Prep the oven and pan: Preheat your oven to 375°F (190°C).
Grease a 9x13-inch baking dish with butter or olive oil.
Cook the bacon: In a large skillet over medium heat, cook the chopped bacon until crisp. Remove with a slotted spoon and set aside. Leave 1–2 tablespoons of bacon fat in the skillet.
Sauté the cabbage: Add the chopped cabbage to the skillet with a pinch of salt and pepper.
Cook, stirring often, for 8–10 minutes until it softens and reduces in volume. If the pan looks dry, add a little butter. Transfer the cabbage to the prepared baking dish and spread it in an even layer.
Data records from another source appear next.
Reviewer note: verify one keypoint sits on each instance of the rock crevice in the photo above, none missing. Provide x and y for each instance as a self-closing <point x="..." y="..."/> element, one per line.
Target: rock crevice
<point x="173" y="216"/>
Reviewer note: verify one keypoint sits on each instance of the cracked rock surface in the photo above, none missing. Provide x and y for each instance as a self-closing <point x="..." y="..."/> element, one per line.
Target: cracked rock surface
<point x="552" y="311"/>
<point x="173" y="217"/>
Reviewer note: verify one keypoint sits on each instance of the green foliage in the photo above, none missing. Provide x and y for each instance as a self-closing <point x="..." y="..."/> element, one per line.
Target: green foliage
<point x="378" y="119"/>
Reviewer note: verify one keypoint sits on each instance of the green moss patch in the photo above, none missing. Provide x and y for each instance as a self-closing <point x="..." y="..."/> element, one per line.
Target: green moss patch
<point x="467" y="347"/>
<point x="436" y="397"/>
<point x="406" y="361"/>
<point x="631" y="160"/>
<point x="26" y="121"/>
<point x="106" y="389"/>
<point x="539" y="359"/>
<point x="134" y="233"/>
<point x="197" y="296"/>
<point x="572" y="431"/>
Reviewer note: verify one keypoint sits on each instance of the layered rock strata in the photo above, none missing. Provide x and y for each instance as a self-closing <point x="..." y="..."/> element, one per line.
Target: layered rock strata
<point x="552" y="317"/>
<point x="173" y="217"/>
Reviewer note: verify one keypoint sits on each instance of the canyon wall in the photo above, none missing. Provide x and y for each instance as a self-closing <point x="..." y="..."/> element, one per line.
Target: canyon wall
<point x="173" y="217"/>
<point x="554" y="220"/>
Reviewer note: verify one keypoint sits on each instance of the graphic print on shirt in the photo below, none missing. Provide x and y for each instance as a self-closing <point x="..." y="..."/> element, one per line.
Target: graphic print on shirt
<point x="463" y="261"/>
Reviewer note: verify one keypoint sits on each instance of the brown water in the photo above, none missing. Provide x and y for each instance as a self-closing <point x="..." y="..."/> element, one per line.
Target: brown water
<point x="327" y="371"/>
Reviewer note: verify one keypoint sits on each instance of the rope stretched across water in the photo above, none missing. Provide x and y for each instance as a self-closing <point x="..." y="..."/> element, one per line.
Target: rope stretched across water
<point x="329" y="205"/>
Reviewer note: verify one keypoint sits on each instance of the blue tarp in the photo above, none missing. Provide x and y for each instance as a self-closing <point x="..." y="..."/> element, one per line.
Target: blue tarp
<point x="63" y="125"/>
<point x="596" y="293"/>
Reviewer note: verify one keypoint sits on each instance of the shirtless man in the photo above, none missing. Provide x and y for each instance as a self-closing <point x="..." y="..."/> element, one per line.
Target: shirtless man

Brown the beef: In the same skillet, add the ground beef and diced onion.
Season with salt, black pepper, smoked paprika, onion powder, thyme, and red pepper flakes. Cook until the beef is browned and the onion is soft, 6–8 minutes. Stir in the minced garlic and cook 1 minute more.
Drain excess fat if needed.
Make the creamy sauce: Reduce heat to low. Stir the heavy cream and cream cheese into the beef mixture. Simmer gently, stirring, until the cream cheese melts and the sauce thickens slightly, 2–3 minutes.
Taste and adjust salt and pepper.
Assemble: Sprinkle half the cheddar over the cabbage. Spoon the creamy beef mixture evenly over the top. Add the mozzarella and remaining cheddar, then scatter the cooked bacon across the surface.
Bake: Place in the oven and bake for 18–22 minutes, until the casserole is bubbling and the cheese is melted with golden spots.
Finish and serve: Let rest for 5–10 minutes so it sets.
Garnish with parsley or chives and green onions. Scoop and serve hot.